The National Company Law Tribunal (NCLT)’s Hyderabad bench will give its ruling on the liquidation of the Deccan Chronicle Holdings Limited (DCHL) that run English dailies Deccan Chronicle, Asian Age, Financial Chronicle and Telugu daily Andhra Bhoomi, on 17 July, Tuesday. It will be clear whether the newspaper major will be wound up or handed over to a new management for revival.
The company is in the insolvency resolution process under the Insolvency and Bankruptcy Code (IBC) for the last two years. Before that, the DC group had faced a prolonged trail at the Debt Recovery Tribunal bench in Hyderabad, as over a dozen public and private sector banks and other private money lenders have filed cases against it.
The ruling of the NCLT bench headed by Ratakonda Murali will have nationwide significance as this will be a major case under the new IBC that came into force in the country two years ago and the promoters of the company face a clutch of criminal cases and a CBI probe too. At the same time, the DCHL is being treated as a “going company”—which means a running company that generates some assured turnover and specified liquid assets—by the Insolvency Resolution Professional (IRP).
IRP Mamata Binani, appointed by the NCLT, has worked out a detailed plan for the revival of the DC group, but failed to secure the mandatory 66% support from the lenders, who formed a committee of creditors (CoC).

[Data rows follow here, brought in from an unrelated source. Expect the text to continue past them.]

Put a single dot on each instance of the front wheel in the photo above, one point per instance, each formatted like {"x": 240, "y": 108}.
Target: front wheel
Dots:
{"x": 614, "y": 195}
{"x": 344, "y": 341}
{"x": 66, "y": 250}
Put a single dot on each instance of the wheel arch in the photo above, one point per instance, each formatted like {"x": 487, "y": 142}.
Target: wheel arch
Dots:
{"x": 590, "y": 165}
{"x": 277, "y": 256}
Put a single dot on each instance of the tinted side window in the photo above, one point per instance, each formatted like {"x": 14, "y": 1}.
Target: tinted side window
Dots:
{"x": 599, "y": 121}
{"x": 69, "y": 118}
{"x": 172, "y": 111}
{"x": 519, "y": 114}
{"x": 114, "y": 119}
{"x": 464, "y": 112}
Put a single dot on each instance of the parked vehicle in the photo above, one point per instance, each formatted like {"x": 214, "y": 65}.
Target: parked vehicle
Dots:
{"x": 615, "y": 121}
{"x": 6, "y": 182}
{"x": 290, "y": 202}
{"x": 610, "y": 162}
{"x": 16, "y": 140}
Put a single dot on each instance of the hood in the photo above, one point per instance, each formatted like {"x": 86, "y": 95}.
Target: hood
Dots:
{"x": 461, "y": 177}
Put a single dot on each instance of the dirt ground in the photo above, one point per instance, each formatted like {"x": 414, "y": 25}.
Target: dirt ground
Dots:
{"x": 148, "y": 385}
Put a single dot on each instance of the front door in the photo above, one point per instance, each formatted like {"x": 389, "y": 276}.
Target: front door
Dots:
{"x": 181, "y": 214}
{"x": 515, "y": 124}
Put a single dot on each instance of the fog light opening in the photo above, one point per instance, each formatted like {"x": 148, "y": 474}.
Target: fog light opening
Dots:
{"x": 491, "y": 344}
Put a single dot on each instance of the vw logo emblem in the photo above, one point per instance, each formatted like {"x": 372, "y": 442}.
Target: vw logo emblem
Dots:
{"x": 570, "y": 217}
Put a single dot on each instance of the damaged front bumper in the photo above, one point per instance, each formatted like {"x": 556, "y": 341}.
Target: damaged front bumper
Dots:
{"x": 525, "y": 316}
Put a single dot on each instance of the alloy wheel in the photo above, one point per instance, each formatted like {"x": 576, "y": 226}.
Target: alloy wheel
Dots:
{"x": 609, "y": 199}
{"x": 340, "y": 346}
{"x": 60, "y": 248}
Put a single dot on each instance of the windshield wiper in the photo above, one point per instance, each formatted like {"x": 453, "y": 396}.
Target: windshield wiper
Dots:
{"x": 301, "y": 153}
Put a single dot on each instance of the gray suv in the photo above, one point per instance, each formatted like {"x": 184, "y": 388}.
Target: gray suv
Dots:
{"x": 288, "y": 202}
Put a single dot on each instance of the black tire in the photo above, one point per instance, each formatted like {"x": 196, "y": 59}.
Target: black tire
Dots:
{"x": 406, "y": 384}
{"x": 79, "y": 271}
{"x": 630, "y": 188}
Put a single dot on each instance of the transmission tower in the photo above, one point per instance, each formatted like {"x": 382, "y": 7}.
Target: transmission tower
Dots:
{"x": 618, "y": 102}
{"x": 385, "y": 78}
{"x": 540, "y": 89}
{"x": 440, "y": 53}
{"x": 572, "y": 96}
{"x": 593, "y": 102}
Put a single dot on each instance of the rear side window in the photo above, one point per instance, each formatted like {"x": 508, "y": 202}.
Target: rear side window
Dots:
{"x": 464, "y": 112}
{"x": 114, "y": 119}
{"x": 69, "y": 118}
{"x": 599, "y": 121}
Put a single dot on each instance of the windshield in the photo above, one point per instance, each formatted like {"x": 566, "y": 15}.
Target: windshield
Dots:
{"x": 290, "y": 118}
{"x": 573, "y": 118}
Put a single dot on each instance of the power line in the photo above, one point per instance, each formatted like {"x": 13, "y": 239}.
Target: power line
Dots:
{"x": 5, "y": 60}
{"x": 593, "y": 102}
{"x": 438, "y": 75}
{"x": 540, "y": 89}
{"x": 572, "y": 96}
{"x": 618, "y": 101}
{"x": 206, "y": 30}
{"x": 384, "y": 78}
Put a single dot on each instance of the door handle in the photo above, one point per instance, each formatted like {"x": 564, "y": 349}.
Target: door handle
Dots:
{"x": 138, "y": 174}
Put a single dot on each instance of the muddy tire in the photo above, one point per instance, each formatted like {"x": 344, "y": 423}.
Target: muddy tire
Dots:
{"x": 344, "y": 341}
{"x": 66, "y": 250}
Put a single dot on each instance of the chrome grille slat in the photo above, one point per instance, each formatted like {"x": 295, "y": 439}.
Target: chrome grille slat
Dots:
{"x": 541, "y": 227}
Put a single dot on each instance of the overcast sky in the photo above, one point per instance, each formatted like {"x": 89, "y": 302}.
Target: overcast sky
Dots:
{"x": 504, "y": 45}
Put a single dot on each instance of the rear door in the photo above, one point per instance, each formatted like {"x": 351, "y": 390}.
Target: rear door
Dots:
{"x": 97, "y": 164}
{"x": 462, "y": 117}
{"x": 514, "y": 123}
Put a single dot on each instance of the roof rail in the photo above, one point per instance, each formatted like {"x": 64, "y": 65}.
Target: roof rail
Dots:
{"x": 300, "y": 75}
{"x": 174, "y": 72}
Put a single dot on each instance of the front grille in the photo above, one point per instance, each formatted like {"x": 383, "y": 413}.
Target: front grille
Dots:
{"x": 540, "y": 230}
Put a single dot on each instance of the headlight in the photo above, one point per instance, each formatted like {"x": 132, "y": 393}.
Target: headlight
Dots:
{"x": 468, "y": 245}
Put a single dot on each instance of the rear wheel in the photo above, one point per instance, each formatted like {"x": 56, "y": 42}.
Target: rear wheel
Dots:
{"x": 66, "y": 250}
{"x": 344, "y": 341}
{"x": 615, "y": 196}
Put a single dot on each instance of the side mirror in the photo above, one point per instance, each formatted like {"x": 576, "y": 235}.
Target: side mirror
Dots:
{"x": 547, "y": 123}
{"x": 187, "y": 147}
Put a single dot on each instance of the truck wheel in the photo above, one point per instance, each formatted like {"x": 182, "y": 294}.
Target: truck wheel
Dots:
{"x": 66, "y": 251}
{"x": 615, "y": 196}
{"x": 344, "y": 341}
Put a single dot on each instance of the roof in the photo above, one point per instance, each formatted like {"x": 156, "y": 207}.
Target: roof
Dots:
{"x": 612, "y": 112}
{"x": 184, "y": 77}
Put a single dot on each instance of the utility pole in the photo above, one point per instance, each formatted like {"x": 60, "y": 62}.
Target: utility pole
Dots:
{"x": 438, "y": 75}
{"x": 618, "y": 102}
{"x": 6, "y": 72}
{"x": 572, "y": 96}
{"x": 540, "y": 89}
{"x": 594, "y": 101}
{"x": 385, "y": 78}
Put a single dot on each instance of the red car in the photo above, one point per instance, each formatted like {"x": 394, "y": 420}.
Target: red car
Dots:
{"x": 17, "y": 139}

Binani put her revival plan for e-voting before the 35 member CoC from 11-12 July, but only 55.08% of them backed it. If a revival plan fails, as per the IBC, liquidation is the logical next step to recover the dues from the company.

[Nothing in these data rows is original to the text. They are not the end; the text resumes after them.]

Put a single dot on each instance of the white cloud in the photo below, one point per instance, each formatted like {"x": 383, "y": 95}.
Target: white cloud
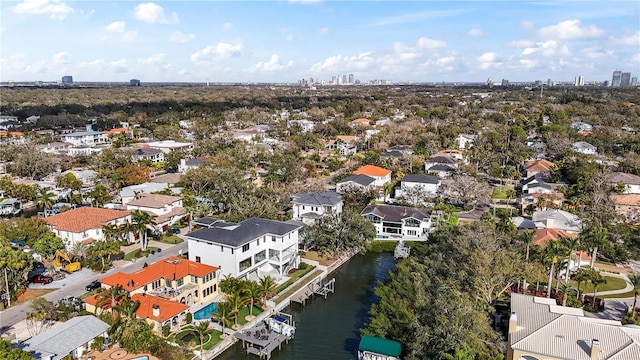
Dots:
{"x": 527, "y": 24}
{"x": 61, "y": 58}
{"x": 215, "y": 53}
{"x": 570, "y": 30}
{"x": 56, "y": 9}
{"x": 631, "y": 40}
{"x": 425, "y": 43}
{"x": 155, "y": 59}
{"x": 522, "y": 43}
{"x": 179, "y": 37}
{"x": 116, "y": 27}
{"x": 274, "y": 64}
{"x": 129, "y": 36}
{"x": 475, "y": 32}
{"x": 152, "y": 13}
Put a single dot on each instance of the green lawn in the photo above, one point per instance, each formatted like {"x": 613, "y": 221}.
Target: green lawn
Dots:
{"x": 137, "y": 253}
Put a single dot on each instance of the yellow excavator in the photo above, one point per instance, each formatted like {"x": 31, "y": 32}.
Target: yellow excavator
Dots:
{"x": 63, "y": 262}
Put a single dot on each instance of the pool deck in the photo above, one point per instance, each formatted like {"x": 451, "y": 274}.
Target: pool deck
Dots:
{"x": 116, "y": 353}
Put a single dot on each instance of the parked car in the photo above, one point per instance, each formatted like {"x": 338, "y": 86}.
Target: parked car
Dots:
{"x": 41, "y": 279}
{"x": 95, "y": 284}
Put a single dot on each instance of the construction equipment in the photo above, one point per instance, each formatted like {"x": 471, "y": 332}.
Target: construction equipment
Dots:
{"x": 63, "y": 262}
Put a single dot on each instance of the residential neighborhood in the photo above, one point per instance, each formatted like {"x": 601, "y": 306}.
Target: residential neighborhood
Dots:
{"x": 205, "y": 229}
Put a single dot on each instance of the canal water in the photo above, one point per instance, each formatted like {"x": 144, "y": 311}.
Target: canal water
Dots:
{"x": 330, "y": 329}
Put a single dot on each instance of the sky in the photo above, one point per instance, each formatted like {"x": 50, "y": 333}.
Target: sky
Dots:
{"x": 285, "y": 41}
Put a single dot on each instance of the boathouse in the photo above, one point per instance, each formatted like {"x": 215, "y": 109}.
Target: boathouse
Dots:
{"x": 374, "y": 348}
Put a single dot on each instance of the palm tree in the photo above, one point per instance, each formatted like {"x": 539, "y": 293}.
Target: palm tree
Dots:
{"x": 201, "y": 331}
{"x": 46, "y": 199}
{"x": 141, "y": 220}
{"x": 223, "y": 314}
{"x": 267, "y": 287}
{"x": 252, "y": 294}
{"x": 552, "y": 253}
{"x": 236, "y": 301}
{"x": 634, "y": 280}
{"x": 111, "y": 297}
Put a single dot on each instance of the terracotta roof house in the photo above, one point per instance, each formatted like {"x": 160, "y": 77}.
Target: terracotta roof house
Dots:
{"x": 167, "y": 209}
{"x": 538, "y": 166}
{"x": 627, "y": 205}
{"x": 84, "y": 224}
{"x": 165, "y": 289}
{"x": 382, "y": 176}
{"x": 540, "y": 329}
{"x": 398, "y": 222}
{"x": 630, "y": 181}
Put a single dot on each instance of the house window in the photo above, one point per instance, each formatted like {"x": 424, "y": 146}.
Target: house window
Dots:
{"x": 245, "y": 264}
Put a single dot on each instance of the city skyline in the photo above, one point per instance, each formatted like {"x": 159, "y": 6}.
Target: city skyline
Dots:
{"x": 284, "y": 41}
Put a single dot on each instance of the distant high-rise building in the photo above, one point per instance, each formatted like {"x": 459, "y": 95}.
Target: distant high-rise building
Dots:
{"x": 625, "y": 79}
{"x": 67, "y": 80}
{"x": 616, "y": 80}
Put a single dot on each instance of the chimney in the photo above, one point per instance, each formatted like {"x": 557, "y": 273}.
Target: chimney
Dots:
{"x": 513, "y": 323}
{"x": 595, "y": 349}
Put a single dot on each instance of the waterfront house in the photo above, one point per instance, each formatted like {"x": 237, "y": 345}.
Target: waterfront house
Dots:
{"x": 84, "y": 224}
{"x": 630, "y": 182}
{"x": 429, "y": 184}
{"x": 308, "y": 207}
{"x": 166, "y": 209}
{"x": 540, "y": 329}
{"x": 398, "y": 222}
{"x": 375, "y": 348}
{"x": 627, "y": 205}
{"x": 70, "y": 339}
{"x": 358, "y": 182}
{"x": 165, "y": 289}
{"x": 251, "y": 248}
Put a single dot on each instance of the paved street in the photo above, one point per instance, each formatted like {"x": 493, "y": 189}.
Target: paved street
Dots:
{"x": 73, "y": 285}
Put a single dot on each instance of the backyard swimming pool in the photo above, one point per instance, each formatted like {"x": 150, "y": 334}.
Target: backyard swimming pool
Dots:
{"x": 205, "y": 312}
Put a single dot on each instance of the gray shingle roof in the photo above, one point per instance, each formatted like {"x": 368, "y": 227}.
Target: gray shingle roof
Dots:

As per sources from the CoC, which includes public and private bankers, the IRP’s revival plan included a bid from Srei Infrastructure Finance Limited, a Kolkata-based company with over three decades standing in infrastructure and investment finance, with a promise of investment of Rs 850 crore. Later, the Srei is understood to have submitted a revised plan of investment of around Rs 1,000 crore.

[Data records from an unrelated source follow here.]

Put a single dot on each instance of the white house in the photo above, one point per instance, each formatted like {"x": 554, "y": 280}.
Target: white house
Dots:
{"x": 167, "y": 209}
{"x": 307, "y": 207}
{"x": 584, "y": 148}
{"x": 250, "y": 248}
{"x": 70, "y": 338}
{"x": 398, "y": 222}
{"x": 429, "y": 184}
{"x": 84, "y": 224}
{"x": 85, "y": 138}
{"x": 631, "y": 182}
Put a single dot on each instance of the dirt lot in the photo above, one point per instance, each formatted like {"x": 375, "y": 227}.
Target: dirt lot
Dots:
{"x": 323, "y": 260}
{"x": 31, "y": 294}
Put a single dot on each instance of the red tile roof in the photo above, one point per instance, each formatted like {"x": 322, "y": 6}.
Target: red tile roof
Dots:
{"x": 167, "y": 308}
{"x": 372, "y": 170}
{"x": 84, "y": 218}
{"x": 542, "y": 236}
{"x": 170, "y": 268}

This amount is meagre in view of the DCHL’s piled up debts of around Rs 6,500 crore, but the IRP is learnt to have been satisfied with the pro-employees’ stand of the Srei, which has around 77,000 employees on its rolls. Srei, which holds equity in the DC, is also viewed by some bankers that, it was a proxy to the beleaguered promoters—T. Venkattram Reddy and T. Vinayak Ravi Reddy.
According to sources from public sector Canara Bank, a major lender with around Rs 330 crore debt to DC and the first complainant to the CBI, the Srei’s plan woefully falls short of the minimum amount needed to clear the debts of the company, leave alone revive it. “The amount specified in the IRP’s plan was too small, so we had rejected it,” said a source from Canara Bank on the condition of anonymity.
Binani, who refused to comment on the tussle on Friday, simply maintained that the entire issue would be placed before the NCLT, to which she is accountable, and the tribunal would decide the fate of the DCHL. Sources close to Binani told this newspaper that her major concern was to protect the interests of around 1,400 employees who depend on the DCHL’s businesses.
That is the reason why she was treating the DC group as a “going concern”. It might not be proper to sell off its assets like in the case of a closed unit as the livelihood of employees would be affected. The NCLT’s decision is awaited on this.